“Carita Mang Saman Miara Pakaya Pare”

Siang itu langit masih cemberut sejak pagi, tapi entah mengapa ia enggan menurunkan hujan jua (26/11).

Aku hiraukan langit mendung. Ku parkirkan ‘si belalang tempur’ di dekat #BatuKuda pinggir jalan berbatu ke arah wisata alam #BukitSeribuBintang, desa Padabeunghar, Pasawahan, #Kuningan, Jawa Barat.

Setelah menyiapkan diri, ku langkahkan kaki menyusuri jalan setapak mengikuti alur paralon putih. Pikirku mungkin pipa ini menuju mata air Cipari, tujuanku hari ini.

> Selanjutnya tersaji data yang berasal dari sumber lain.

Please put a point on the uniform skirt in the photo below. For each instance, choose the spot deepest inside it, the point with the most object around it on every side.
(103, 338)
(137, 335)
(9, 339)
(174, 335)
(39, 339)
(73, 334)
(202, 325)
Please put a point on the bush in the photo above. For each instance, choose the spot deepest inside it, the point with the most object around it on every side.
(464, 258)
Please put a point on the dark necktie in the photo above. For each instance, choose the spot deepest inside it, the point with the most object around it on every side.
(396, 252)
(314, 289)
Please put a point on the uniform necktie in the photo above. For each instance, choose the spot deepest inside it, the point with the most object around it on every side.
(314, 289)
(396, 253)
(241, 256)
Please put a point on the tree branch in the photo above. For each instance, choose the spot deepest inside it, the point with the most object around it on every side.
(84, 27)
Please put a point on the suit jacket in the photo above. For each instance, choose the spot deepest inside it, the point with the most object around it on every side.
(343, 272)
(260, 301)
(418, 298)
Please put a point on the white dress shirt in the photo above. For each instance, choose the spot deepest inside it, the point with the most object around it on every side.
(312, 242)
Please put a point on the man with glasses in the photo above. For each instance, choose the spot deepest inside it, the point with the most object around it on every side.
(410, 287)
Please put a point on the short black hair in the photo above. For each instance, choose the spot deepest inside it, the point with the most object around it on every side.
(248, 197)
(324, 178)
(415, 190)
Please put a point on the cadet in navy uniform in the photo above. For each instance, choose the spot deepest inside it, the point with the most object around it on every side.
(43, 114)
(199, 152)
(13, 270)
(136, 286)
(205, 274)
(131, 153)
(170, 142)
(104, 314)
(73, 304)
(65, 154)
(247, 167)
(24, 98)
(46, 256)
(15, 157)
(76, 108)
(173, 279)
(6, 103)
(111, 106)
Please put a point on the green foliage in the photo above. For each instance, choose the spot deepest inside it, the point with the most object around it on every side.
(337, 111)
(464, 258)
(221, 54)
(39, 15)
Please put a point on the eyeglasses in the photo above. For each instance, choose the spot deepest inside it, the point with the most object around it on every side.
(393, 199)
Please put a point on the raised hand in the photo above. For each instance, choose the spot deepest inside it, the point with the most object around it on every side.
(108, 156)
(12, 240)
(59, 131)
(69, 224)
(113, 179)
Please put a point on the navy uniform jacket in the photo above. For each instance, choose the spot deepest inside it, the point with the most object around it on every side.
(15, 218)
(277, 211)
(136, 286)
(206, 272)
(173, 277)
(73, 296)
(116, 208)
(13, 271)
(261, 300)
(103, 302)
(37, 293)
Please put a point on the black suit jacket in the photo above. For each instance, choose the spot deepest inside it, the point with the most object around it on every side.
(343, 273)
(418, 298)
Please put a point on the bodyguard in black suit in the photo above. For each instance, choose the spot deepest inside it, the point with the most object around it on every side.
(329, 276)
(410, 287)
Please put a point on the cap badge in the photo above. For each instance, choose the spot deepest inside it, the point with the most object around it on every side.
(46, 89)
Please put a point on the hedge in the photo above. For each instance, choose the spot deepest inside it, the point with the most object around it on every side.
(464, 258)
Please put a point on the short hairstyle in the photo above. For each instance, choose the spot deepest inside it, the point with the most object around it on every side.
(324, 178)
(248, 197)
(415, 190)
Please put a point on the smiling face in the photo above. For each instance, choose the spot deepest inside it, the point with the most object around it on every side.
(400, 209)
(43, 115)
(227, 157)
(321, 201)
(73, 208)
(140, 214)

Di satu langkah, aku menengok ke kanan. Betapa kagetnya ku lihat hamparan padi. “Kok ada sawah di sini?”, tanyaku dalam hati.

Langsung aku buka aplikasi ‘Avenza Map’ untuk melihat posisku di peta. “Syukurlah pesawahan itu berada di luar kawasan Taman Nasional Gunung Ciremai (TNGC)”, simpulku.

Lalu ku putuskan menuju pesawahan yang bak permadani itu. Dari kejauhan terlihat sawah itu dibuat bertingkat-tingkat.

Di pematang sawah ku dapati beberapa gubuk. Rupanya gubuk-gubuk petani ini ada orangnya. Salah seorang dari mereka menyapaku. “Mau ke mana pak?”, tanya pria paruh baya itu.

Aku tak langsung menjawab. Setelah mendekat baru ku sadari ternyata dia Mang Saman, Ketua Bujangga Manik, pengelola wisata alam #BatuLuhur.

“Eh, Mang lagi kerja di sawah?”, tanyaku balik.

Kemudian kami bersalaman dan mengobrol basa basi. Tak lupa ku sampaikan maksud kedatanganku. Lalu Mang Saman mengajakku berjalan menyusuri pematang sawah.

Di pojok sawah kami berhenti. “Kalau mau lihat Surili biasanya muncul di sini sore atau pagi”, kata Mang Saman sambil menunjuk pepohonan di atas tebing.

Paruh waktu menunggu Surili (Presbytis comata) muncul, kami ngobrol ‘ngalor ngidul’ sambil menenggak kopi hitam panas.

“Ini sawah harus ditunggui siang malam karena banyak satwa yang mengincar tanaman Pare (Padi, red)”, buka obrolan Mang Saman.

Menurut Mang Saman, burung dan Babi Hutan (Sus scrofa) merupakan ancaman utama tanaman padi yang tersembunyi ini. Oleh karenanya, ia dan istrinya bergiliran menjaga sawah dari hewan pengganggu tersebut. Hal serupa dilakukan juga para petani lainnya.

“Ada 24 pemilik sawah yang berjaga di sini”, ungkap Mang Saman.

“Kami memasang pagar dari bambu untuk menghalau Babi masuk ke sawah. Ada juga orang-orangan sawah yang berbunyi untuk mengusir burung”, lanjut Mang Saman.

Maklum sawah Cipari ini memang berbatasan langsung dengan TNGC yang masih banyak satwa liarnya.

“Dari dulu sudah begini. Yang penting ikhlas menjalani kehidupan”, pungkasnya.

#sobatCiremai, mendengar cerita Mang Saman, aku jadi teringat waktu kecil sering ikut ke sawah Abah dan Ambu di kampung halaman. Sobat pernah?.

So, mari tetap jaga kekayaan alam kita secara bijaksana.